473,320 Members | 1,722 Online
Bytes | Software Development & Data Engineering Community
Post Job

Home Posts Topics Members FAQ

Join Bytes to post your question to a community of 473,320 software developers and data experts.

hash_set: problem with hash function?

I have a class "Data" and I store Data pointers in an STL set.

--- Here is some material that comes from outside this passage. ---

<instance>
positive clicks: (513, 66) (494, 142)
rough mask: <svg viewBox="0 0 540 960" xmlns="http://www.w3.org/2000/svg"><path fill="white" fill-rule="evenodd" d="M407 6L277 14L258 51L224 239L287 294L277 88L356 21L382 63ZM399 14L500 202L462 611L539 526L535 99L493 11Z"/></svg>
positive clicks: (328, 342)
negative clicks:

But I have
millions of inserts and many more lookups, and my profiler found that they
cost a lot of runtime.

Therefore, I want to substitute the set<Data*> with a hash_set<Data*>:

typedef hash_set<const Data*, hash<const Data*>, eqData> DataPointerHashSet;
// typedef set<Data*> DataPointerHashSet; // (see complete code below)

But it doesn't work! Everything is fine when I use set<Data*>, but when I
plug in hash_set<...> the program gives a wrong answer and then crashes.

I tried to make a mini example, see code below. But the problem is, the
mini example seems to work fine. Just my original example crashes.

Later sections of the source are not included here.